A limited liability company is an entity that allows you to operate a business while protecting yourself from personal liability for financial obligations of the company, as well as for legal judgments against the operation. Your liability is "limited" to the amount of money you have invested personally in the business. The registration procedure for LLCs is similar in all 50 states, regardless if it's an online or a bricks-and-mortar business, varying only in the fees required and the paperwork needed.
Choose a name for your business. The name cannot be the same or an imitation of the name of another business registered in the state, and usually has to have some indication that it is a limited liability company, such as "Limited," "LLC" or similar word or abbreviation.
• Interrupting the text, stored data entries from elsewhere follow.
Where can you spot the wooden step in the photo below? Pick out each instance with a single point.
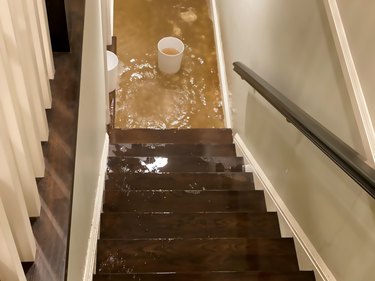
(123, 150)
(196, 255)
(180, 181)
(183, 201)
(192, 225)
(211, 276)
(174, 164)
(182, 136)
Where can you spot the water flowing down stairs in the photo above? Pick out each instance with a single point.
(178, 207)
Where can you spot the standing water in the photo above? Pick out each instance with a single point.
(146, 97)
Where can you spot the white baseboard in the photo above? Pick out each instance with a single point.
(308, 257)
(221, 64)
(95, 224)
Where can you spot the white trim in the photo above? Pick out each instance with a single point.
(221, 65)
(317, 264)
(353, 83)
(95, 224)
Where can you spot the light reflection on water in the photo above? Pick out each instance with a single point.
(149, 99)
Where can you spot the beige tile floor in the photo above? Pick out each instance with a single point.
(149, 99)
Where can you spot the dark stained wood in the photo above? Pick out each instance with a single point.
(51, 230)
(193, 255)
(182, 136)
(211, 276)
(180, 181)
(177, 209)
(184, 201)
(174, 164)
(123, 150)
(190, 225)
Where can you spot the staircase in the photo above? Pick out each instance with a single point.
(179, 207)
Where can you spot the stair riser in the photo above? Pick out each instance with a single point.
(180, 181)
(176, 136)
(165, 150)
(174, 164)
(223, 225)
(222, 276)
(184, 201)
(196, 255)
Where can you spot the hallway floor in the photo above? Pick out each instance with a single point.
(149, 99)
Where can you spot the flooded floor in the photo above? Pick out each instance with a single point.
(146, 97)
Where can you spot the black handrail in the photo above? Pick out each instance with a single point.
(338, 151)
Conduct a name search through your state's secretary of state or division of corporations, and also reserve a name, for a fee, while your registration paperwork is in progress.
Select a registered agent. This is the individual or company that is authorized by you to accept legal process as well as official state documents such as tax notices on the LLC's behalf. The registered agent must have a physical address and be available to accept documents during normal business hours.
Draw up articles of organization for your online business. This is a short statement of your name, address and contact information of all of the members, partners and/or managers of the business. Add the name and contact information of your registered agent, and provide a statement on the nature of the business -- though this is usually optional. The articles must be signed by the members of the LLC.
File the articles with the secretary of state or division of corporations in the state where you intend to do business. Each state sets down the required filing fees, as well as the fees charged for expedited service, certified copies and walk-in service.